UTC greets first two Ukrainian grad students in new program

Staff photo by Olivia Ross / Arsen Martyshchuk and Nina Klimenkova pose for a photo at the University of Tennessee at Chattanooga on Wednesday, September 21, 2022. The two are beneficiaries of UTC's Global Response Assistantship.

Note: This story was updated on Sept. 28 to correct the field of study for Nina Klimenkova.

Russia's February invasion of Ukraine had barely begun when Takeo Suzuki started texting and messaging.

The executive director of the University of Tennessee at Chattanooga's Center for Global Education said he wanted to check on former students from Ukraine, many of whom were back home.

"When I asked what I could do for them, everyone just said, 'Pray for us, think of us,'" Suzuki said, "except one – she wanted weapons and arms.

"This person looks like a regular college student, the last person you'd think would say something like that," he said. "I couldn't respond. I couldn't sleep."

Suzuki said he went the next day to see UTC Chancellor Steve Angle. That meeting led to subsequent talks with the university's undergraduate and graduate student leadership and community fundraising and eventually begat the UTC Global Response Assistantship.

Per UTC's website, the program was launched in April and is the only one of its kind in Tennessee. It offered $600 per month and free tuition, room and board to two Ukrainian students wanting to pursue master's degrees in one of four disciplines – public administration, business administration, computer science or engineering management.

(READ MORE: Ukraine's exiled Kyiv City Ballet coming to Chattanooga in October)

Suzuki said there were some 300 inquiries and 50 applications. The first two awards ultimately went to 23-year-old Arsen Martyshchuk, who's studying public administration, and Nina Klimenkova, 21, who's pursuing a master's in business administration. They arrived in the U.S. about 30 days ago and have begun their respective two-year programs.
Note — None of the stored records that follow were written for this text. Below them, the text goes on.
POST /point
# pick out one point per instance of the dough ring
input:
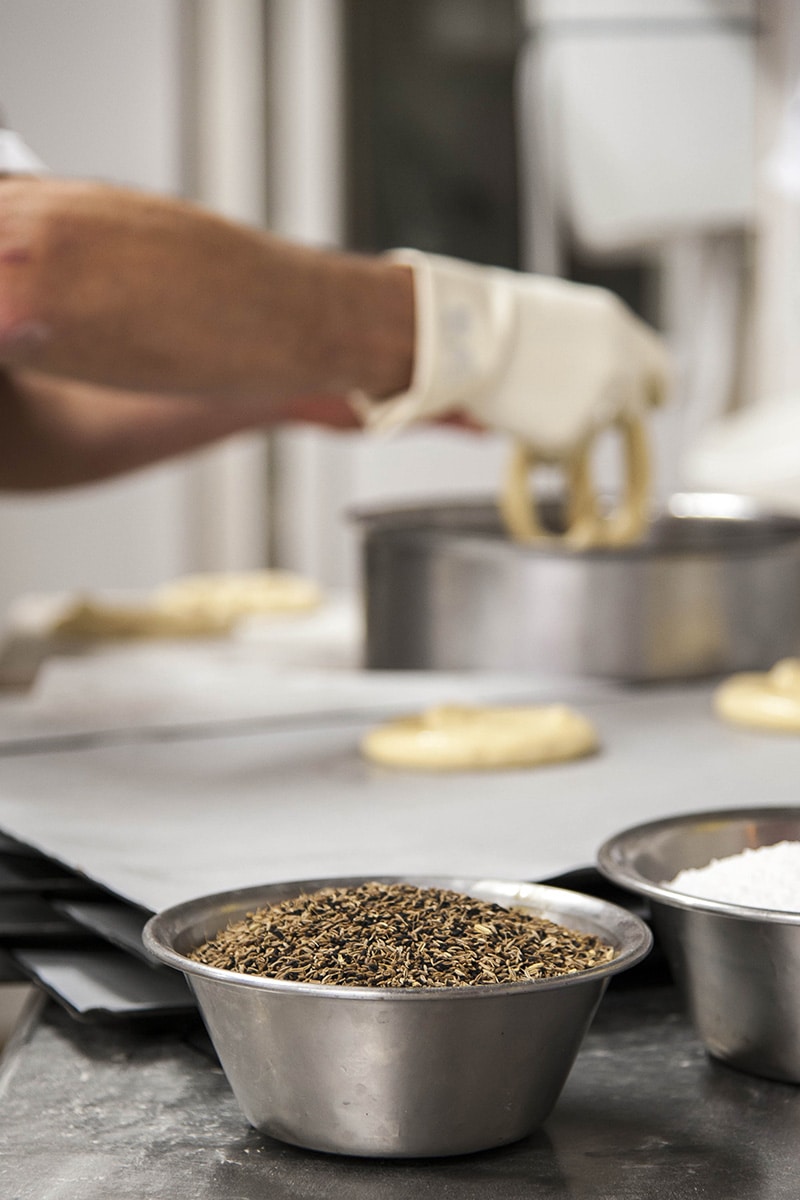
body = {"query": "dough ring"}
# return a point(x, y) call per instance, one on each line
point(470, 738)
point(193, 606)
point(228, 597)
point(763, 700)
point(585, 525)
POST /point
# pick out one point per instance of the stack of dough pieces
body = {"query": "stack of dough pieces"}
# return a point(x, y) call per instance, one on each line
point(193, 606)
point(763, 700)
point(470, 738)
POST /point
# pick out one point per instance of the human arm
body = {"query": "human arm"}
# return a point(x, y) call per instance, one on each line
point(138, 292)
point(61, 433)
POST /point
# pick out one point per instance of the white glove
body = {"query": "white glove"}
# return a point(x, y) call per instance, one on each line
point(543, 359)
point(17, 159)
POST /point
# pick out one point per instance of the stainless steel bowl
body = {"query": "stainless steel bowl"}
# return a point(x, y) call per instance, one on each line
point(738, 966)
point(715, 587)
point(397, 1072)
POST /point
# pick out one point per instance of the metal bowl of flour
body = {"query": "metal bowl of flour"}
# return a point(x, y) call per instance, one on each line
point(714, 587)
point(738, 965)
point(397, 1072)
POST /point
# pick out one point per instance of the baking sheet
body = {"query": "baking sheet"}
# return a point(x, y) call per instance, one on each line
point(160, 822)
point(97, 984)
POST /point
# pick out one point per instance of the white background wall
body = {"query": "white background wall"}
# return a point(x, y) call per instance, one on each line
point(98, 89)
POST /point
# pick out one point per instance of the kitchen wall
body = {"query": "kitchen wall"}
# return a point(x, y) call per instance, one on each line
point(102, 89)
point(247, 106)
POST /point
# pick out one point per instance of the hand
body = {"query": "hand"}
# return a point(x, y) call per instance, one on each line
point(543, 359)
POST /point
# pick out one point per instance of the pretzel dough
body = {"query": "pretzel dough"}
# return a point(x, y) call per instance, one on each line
point(763, 700)
point(193, 606)
point(467, 738)
point(233, 595)
point(587, 527)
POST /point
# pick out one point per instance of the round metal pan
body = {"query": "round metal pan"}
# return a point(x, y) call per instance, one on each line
point(715, 587)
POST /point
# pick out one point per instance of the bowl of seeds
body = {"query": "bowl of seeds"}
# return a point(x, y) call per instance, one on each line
point(397, 1017)
point(723, 889)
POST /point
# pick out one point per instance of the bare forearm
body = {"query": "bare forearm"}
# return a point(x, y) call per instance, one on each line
point(60, 433)
point(132, 291)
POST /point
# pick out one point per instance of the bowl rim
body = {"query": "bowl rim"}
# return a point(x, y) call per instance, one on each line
point(416, 521)
point(612, 862)
point(636, 931)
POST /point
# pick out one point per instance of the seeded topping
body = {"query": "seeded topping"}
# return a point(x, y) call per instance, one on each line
point(396, 935)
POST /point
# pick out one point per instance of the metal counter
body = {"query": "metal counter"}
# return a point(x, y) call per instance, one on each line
point(90, 1113)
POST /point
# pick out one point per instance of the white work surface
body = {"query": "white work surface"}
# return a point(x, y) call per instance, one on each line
point(167, 773)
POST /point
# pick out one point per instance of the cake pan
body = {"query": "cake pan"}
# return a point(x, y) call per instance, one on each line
point(714, 587)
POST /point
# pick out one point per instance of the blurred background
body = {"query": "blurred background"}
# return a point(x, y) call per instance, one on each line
point(649, 145)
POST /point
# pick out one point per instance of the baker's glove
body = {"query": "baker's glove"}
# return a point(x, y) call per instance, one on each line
point(543, 359)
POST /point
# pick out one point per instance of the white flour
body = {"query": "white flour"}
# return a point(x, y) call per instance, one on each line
point(768, 877)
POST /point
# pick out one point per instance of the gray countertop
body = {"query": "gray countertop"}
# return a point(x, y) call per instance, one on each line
point(142, 804)
point(89, 1113)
The choice was "hard, very difficult" for the five-person search committee, Suzuki said, but Martyshchuk and Klimenkova distinguished themselves.

"Arsen's goal to be a civil servant in his local government after the war, his dedication to go back and assist really touched our hearts," Suzuki said. "And Nina also wants to establish that credential and take it back home.

"They're seeds for the future" of the UTC program, Suzuki said.

Klimenkova said she was born in Odessa but was living and studying in Kyiv, Ukraine's capital, when Russia invaded on Feb. 24. A missile hit just a half-mile from her home at 5 that morning, she said. She and her family moved south, they said, but the fighting followed and, at one point, they hid in a basement for two days.

(READ MORE: Chattanooga rally prays, sings for end of conflict in Ukraine)

"I have a little sister," Klimenkova said. "She's 9, very active. I miss her a lot."

Martyshchuk said he comes from the Carpathian mountain range in the west of Ukraine. He said that region has been fairly quiet to this point.

"I was really ready to go," he said, "and my family was really excited. There are a lot of higher-ed opportunities in Ukraine, but those are mainly online and pretty unpredictable."

Both students said they learned of the UTC opportunity through EducationUSA. According to its website, EducationUSA is a State Department network of more than 430 international student advising centers in more than 175 countries and territories.

"It's all over the world," Martyshchuk said. "I was looking for different opportunities to study abroad when I came across this one. When I got selected, I couldn't believe it.

"I've never studied in English, and I'm the only international student in my class, but all my classmates and professors are really supportive," he said. "They encourage you to make mistakes so you can learn from them."

Klimenkova lauded the "unlimited access to information" she enjoys at UTC.

(READ MORE: Ukrainian artists in Chattanooga surprised by Russian invasion)

"As much as you want to study, you can study," she said, adding the university's program affords her and her countryman an "amazing" opportunity.

"Our country has the greatest potential in a lot of areas – research, education, art, agriculture," she said. "We can tell people about Ukraine. It's an opportunity for us to tell our stories about how powerful and how unique our country is."

Suzuki said for all the benefit Klimenkova and Martyshchuk may derive from the UTC program, they're enriching their fellow students as well.

"COVID separated us," he said. "We all hid behind our computers, but they're creating an interesting, unique circle of true kindness, and I'm very happy to see that happen spontaneously.

"They're reminding us how important it is to really get to know each other, and they're reconfirming that we have really good lives. Sometimes we forget that."

Financial contributions to fund the academic program can be made online at give.utc.edu/Ukraine, Suzuki said.